Art. 374. § 1. Wanneer de ouders niet samenleven, blijven zij het ouderlijk gezag gezamenlijk uitoefenen en geldt het in artikel 373, tweede lid, bepaalde vermoeden.
  Bij gebreke van overeenstemming over de organisatie van de huisvesting van het kind, over de belangrijke beslissingen betreffende zijn gezondheid, zijn opvoeding, zijn opleiding en zijn ontspanning en over de godsdienstige of levensbeschouwelijke keuzes of wanneer deze overeenstemming strijdig lijkt met het belang van het kind, kan de bevoegde familierechtbank de uitoefening van het ouderlijk gezag uitsluitend opdragen aan één van beide ouders.
  Hij kan eveneens bepalen welke beslissingen met betrekking tot de opvoeding alleen met instemming van beide ouders kunnen worden genomen.

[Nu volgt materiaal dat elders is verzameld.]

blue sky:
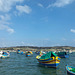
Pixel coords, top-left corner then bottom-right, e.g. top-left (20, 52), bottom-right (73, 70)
top-left (0, 0), bottom-right (75, 47)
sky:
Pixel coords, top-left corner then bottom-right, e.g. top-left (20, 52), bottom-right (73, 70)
top-left (0, 0), bottom-right (75, 47)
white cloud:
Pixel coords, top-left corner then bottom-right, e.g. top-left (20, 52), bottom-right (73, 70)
top-left (0, 0), bottom-right (24, 12)
top-left (16, 5), bottom-right (32, 14)
top-left (38, 3), bottom-right (44, 7)
top-left (0, 14), bottom-right (14, 33)
top-left (70, 29), bottom-right (75, 33)
top-left (48, 0), bottom-right (75, 8)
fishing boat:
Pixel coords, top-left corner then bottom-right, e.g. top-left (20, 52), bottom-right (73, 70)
top-left (17, 50), bottom-right (21, 54)
top-left (36, 52), bottom-right (61, 68)
top-left (1, 52), bottom-right (10, 58)
top-left (26, 51), bottom-right (33, 57)
top-left (57, 52), bottom-right (69, 58)
top-left (66, 66), bottom-right (75, 75)
top-left (17, 50), bottom-right (24, 54)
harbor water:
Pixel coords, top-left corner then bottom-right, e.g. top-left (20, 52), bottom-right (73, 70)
top-left (0, 52), bottom-right (75, 75)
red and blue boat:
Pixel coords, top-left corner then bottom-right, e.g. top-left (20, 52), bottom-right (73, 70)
top-left (36, 52), bottom-right (61, 68)
top-left (66, 65), bottom-right (75, 75)
top-left (57, 52), bottom-right (69, 58)
top-left (26, 51), bottom-right (33, 57)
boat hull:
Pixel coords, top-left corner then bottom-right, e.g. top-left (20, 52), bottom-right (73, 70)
top-left (58, 55), bottom-right (69, 58)
top-left (66, 66), bottom-right (75, 75)
top-left (1, 55), bottom-right (9, 59)
top-left (37, 57), bottom-right (60, 68)
top-left (26, 53), bottom-right (32, 57)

  Hij bepaalt de wijze waarop de ouder die niet het ouderlijk gezag uitoefent, persoonlijk contact met het kind onderhoudt. Dat persoonlijk contact kan enkel om bijzonder ernstige redenen worden geweigerd. De ouder die niet het ouderlijk gezag uitoefent, behoudt het recht om toezicht te houden op de opvoeding van het kind. Hij kan bij de andere ouder of bij derden alle nuttige informatie hieromtrent inwinnen en zich in het belang van het kind tot de familierechtbank wenden.
  In elk geval bepaalt de rechter de wijze waarop het kind wordt gehuisvest en de plaats waar het in het bevolkingsregister wordt ingeschreven als hebbende aldaar zijn hoofdverblijf.
  § 2. Ingeval de ouders niet samenleven en hun geschil bij de familierechtbank aanhangig wordt gemaakt, wordt het akkoord over de huisvesting van de kinderen door de rechtbank gehomologeerd, tenzij het akkoord kennelijk strijdig is met het belang van het kind.
  Bij gebrek aan akkoord, in geval van gezamenlijk ouderlijk gezag, onderzoekt de rechtbank op vraag van minstens één van de ouders bij voorrang de mogelijkheid om de huisvesting van het kind op een gelijkmatige manier tussen de ouders vast te leggen.
  Ingeval de rechtbank echter van oordeel is dat de gelijkmatig verdeelde huisvesting, niet de meest passende oplossing is, kan zij evenwel beslissen om een ongelijk verdeeld verblijf vast te leggen.
  De rechtbank oordeelt in ieder geval bij een met bijzondere redenen omkleed vonnis, en rekening houdend met de concrete omstandigheden van de zaak en het belang van de kinderen en de ouders.